Streaming Search

A search engine normally implements indexing structures like reverse indexes to reduce query latency. It does indexing up-front, so later matching and ranking is quick. It also normally keeps a copy of the original document for later retrieval / use in search summaries.

Simplified, the engine keeps the original data plus auxiliary data structures to reduce query latency. This induces both extra work - indexing - as compared to only store the raw data, and extra static resource usage - disk, memory - to keep these structures.

Streaming search is an alternative to indexed search. It is useful in cases where the document corpus is statically split into many subsets and all searches go to just one (or a few) of the small subsets. The canonical example being personal indexes where a user only searches his own data. Read more on document identifier schemes to learn how to specify subsets.

In streaming mode, only the raw data of the documents is stored, in the document store. Only data structures for document IDs are in memory, not attributes. It matches documents to queries by streaming through them, similar to a grep. This is too costly for a global search but works fine for searching small subsets of the data.
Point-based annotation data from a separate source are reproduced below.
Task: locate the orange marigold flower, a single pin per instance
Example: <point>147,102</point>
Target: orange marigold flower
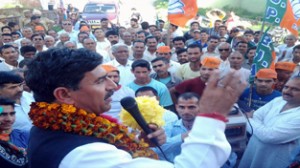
<point>68,118</point>
<point>67,108</point>
<point>82,112</point>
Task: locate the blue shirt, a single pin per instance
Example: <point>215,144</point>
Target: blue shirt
<point>162,90</point>
<point>19,138</point>
<point>257,99</point>
<point>172,147</point>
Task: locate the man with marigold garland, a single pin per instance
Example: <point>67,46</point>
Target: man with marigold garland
<point>69,130</point>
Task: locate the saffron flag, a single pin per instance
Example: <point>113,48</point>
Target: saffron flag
<point>63,9</point>
<point>265,55</point>
<point>180,11</point>
<point>284,13</point>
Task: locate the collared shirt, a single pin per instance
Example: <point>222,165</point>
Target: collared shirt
<point>212,143</point>
<point>275,135</point>
<point>23,122</point>
<point>173,82</point>
<point>126,75</point>
<point>172,147</point>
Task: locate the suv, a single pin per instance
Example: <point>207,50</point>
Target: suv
<point>93,12</point>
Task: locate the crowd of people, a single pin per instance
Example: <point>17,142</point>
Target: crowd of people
<point>60,94</point>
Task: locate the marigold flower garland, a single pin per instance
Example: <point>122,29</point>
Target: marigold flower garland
<point>150,110</point>
<point>70,119</point>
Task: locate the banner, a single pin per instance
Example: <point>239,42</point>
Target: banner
<point>284,13</point>
<point>181,11</point>
<point>265,55</point>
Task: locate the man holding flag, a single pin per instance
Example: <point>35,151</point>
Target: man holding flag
<point>181,11</point>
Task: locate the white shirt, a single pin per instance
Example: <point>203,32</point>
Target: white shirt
<point>126,75</point>
<point>23,122</point>
<point>201,149</point>
<point>275,136</point>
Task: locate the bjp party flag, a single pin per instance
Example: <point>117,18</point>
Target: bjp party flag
<point>284,13</point>
<point>265,55</point>
<point>180,11</point>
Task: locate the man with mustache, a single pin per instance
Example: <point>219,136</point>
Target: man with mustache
<point>263,91</point>
<point>11,87</point>
<point>161,65</point>
<point>275,130</point>
<point>71,130</point>
<point>198,84</point>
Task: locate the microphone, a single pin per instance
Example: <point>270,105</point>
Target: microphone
<point>130,105</point>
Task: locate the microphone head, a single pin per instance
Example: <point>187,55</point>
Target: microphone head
<point>128,102</point>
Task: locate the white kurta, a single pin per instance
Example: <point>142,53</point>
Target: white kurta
<point>275,135</point>
<point>201,149</point>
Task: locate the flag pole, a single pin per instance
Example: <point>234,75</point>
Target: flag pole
<point>261,33</point>
<point>264,20</point>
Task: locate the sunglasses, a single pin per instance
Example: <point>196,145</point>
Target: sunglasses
<point>225,49</point>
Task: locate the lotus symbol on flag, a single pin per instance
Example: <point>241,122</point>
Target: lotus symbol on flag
<point>176,7</point>
<point>296,8</point>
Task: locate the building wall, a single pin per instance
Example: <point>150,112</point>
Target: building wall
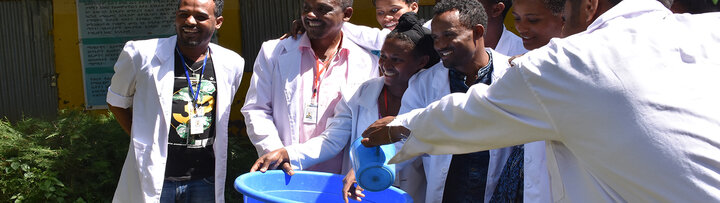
<point>67,53</point>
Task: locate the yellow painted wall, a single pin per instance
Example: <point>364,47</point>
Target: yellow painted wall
<point>67,55</point>
<point>67,50</point>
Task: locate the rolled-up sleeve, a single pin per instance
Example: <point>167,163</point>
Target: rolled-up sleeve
<point>505,114</point>
<point>122,86</point>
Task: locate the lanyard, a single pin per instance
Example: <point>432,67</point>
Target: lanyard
<point>194,94</point>
<point>385,95</point>
<point>319,71</point>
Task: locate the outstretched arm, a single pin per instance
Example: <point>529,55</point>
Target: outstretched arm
<point>258,107</point>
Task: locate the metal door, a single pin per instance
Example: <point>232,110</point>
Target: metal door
<point>27,66</point>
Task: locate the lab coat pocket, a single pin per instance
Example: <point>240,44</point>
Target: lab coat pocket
<point>142,154</point>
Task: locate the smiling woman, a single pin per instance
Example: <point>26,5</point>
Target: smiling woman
<point>537,21</point>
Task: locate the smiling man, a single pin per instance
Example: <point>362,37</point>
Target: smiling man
<point>621,122</point>
<point>297,82</point>
<point>173,96</point>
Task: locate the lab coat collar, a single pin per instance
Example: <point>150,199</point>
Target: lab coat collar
<point>165,75</point>
<point>368,97</point>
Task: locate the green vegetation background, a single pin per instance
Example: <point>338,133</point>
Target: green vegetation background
<point>77,157</point>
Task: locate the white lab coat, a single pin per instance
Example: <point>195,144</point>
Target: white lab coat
<point>144,80</point>
<point>537,182</point>
<point>627,108</point>
<point>429,86</point>
<point>272,102</point>
<point>510,44</point>
<point>368,38</point>
<point>353,114</point>
<point>536,178</point>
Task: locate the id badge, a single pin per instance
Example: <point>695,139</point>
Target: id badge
<point>310,113</point>
<point>196,124</point>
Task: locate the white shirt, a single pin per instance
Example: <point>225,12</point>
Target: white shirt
<point>510,44</point>
<point>429,86</point>
<point>536,176</point>
<point>627,108</point>
<point>353,114</point>
<point>368,38</point>
<point>273,104</point>
<point>144,80</point>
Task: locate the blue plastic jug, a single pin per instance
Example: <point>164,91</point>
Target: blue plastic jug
<point>372,172</point>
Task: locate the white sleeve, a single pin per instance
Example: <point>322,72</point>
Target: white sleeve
<point>258,107</point>
<point>507,113</point>
<point>368,38</point>
<point>326,146</point>
<point>122,86</point>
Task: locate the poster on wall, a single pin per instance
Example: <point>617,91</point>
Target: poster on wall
<point>103,28</point>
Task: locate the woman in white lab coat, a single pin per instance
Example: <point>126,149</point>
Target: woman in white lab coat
<point>405,51</point>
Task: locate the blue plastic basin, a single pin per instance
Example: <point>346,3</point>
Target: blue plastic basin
<point>305,186</point>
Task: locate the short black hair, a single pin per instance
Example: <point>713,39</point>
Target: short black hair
<point>345,3</point>
<point>507,3</point>
<point>408,2</point>
<point>410,30</point>
<point>471,12</point>
<point>218,7</point>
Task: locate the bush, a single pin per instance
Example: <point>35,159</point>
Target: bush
<point>78,157</point>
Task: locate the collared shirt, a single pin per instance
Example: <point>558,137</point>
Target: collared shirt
<point>621,123</point>
<point>328,95</point>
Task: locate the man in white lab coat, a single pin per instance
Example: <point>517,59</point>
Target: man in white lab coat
<point>627,115</point>
<point>297,82</point>
<point>173,96</point>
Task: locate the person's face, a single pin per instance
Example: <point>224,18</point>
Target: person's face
<point>387,12</point>
<point>323,18</point>
<point>578,16</point>
<point>535,23</point>
<point>195,22</point>
<point>398,63</point>
<point>455,43</point>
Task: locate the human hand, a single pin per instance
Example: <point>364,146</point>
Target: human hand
<point>379,133</point>
<point>349,188</point>
<point>273,160</point>
<point>295,29</point>
<point>513,58</point>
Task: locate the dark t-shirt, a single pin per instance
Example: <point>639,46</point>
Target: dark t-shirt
<point>194,158</point>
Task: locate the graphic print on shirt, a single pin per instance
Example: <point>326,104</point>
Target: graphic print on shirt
<point>205,105</point>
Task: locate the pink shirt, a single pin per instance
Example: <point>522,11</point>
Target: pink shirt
<point>328,95</point>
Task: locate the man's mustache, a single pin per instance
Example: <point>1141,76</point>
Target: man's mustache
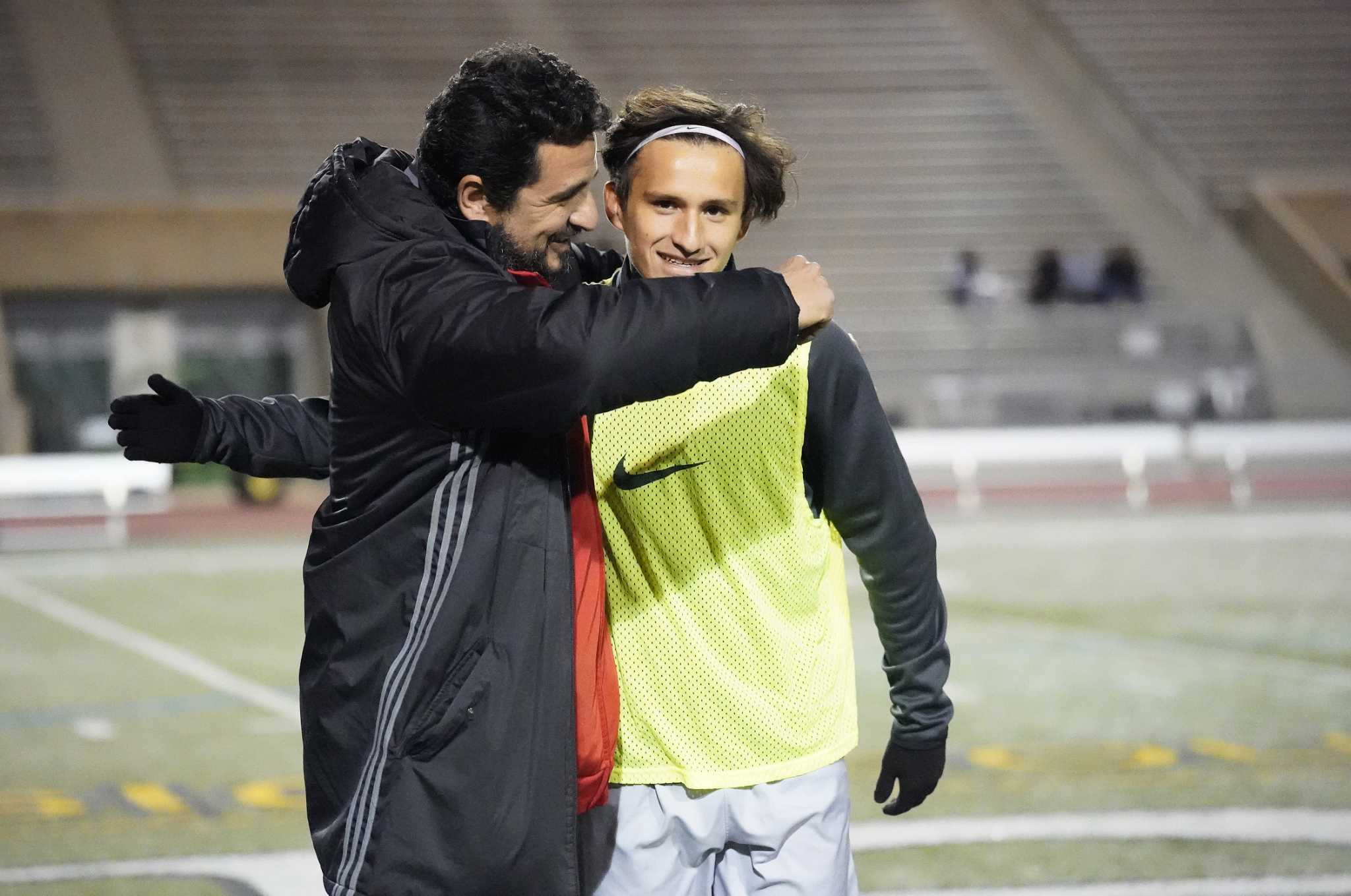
<point>565,235</point>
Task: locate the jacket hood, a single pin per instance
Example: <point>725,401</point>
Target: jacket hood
<point>358,203</point>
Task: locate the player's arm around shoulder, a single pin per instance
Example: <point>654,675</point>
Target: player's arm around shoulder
<point>858,478</point>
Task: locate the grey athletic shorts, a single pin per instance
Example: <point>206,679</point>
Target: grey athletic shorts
<point>785,839</point>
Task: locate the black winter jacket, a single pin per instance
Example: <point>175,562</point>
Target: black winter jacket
<point>437,676</point>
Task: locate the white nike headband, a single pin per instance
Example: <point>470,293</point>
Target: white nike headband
<point>688,129</point>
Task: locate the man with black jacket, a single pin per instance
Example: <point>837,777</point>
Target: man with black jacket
<point>442,698</point>
<point>723,510</point>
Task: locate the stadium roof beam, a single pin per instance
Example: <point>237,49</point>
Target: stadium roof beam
<point>104,136</point>
<point>188,246</point>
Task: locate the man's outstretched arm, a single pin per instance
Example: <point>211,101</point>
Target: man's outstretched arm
<point>860,479</point>
<point>274,436</point>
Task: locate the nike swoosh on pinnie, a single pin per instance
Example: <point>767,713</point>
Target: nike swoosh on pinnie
<point>630,481</point>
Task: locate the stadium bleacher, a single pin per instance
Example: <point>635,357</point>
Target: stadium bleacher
<point>910,152</point>
<point>24,149</point>
<point>1234,87</point>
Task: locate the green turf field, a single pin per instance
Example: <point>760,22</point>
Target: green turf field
<point>1100,666</point>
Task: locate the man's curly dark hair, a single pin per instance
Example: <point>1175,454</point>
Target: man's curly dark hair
<point>495,112</point>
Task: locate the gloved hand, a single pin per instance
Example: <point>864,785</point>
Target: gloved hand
<point>162,427</point>
<point>918,772</point>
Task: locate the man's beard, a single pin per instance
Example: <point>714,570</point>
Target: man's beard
<point>514,256</point>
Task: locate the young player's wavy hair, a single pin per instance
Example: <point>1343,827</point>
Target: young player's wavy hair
<point>769,160</point>
<point>495,112</point>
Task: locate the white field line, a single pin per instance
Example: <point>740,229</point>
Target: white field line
<point>1305,671</point>
<point>295,874</point>
<point>1234,825</point>
<point>1311,885</point>
<point>1069,531</point>
<point>149,647</point>
<point>181,560</point>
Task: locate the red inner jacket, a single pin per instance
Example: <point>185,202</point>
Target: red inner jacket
<point>596,684</point>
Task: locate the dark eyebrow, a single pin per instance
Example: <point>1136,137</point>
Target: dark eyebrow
<point>572,191</point>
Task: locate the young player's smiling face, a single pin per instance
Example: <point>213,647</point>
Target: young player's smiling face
<point>684,210</point>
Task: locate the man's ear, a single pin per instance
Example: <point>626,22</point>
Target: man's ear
<point>613,208</point>
<point>473,200</point>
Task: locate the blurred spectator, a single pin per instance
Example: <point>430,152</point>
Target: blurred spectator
<point>1120,277</point>
<point>964,277</point>
<point>1045,285</point>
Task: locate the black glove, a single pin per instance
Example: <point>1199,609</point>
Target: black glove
<point>162,427</point>
<point>918,772</point>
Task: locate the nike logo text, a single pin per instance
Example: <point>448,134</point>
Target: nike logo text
<point>630,481</point>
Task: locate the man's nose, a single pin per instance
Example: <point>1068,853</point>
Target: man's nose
<point>585,216</point>
<point>688,234</point>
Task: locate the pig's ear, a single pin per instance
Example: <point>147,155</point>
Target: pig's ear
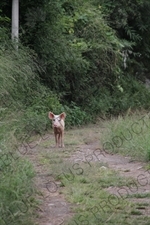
<point>51,115</point>
<point>62,115</point>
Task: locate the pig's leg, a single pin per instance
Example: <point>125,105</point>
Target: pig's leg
<point>62,139</point>
<point>56,140</point>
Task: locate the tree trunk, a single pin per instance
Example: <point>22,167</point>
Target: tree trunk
<point>15,20</point>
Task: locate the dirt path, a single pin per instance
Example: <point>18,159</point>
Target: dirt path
<point>54,210</point>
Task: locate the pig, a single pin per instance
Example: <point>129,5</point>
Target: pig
<point>58,124</point>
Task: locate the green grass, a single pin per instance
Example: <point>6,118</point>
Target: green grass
<point>129,136</point>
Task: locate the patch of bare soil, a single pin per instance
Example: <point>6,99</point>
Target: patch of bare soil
<point>54,210</point>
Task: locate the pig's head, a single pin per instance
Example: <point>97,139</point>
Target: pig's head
<point>57,120</point>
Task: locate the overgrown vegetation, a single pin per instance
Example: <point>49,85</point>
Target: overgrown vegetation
<point>86,58</point>
<point>128,135</point>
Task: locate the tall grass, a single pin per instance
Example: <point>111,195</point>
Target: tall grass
<point>17,191</point>
<point>128,135</point>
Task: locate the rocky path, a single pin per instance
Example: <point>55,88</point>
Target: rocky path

This means Vespa can avoid the overhead of maintaining indexes. Streaming mode is suitable when subsets are on average small compared to the entire corpus. Vespa maintains low latency also for the occasional large subset (say, users with huge amounts of data) by automatically sharding the data over many content nodes, searched in parallel.

Streaming search uses the same implementation of most features in Vespa, including ranking, matching and grouping, and supports the same features. However, streaming search supports neither stemming, nor is the indexing script evaluated when documents are fed — only index and summary are considered.

Streaming search supports a wider range of matching options (e.g, substring), which can be specified either at query time or at configuration time.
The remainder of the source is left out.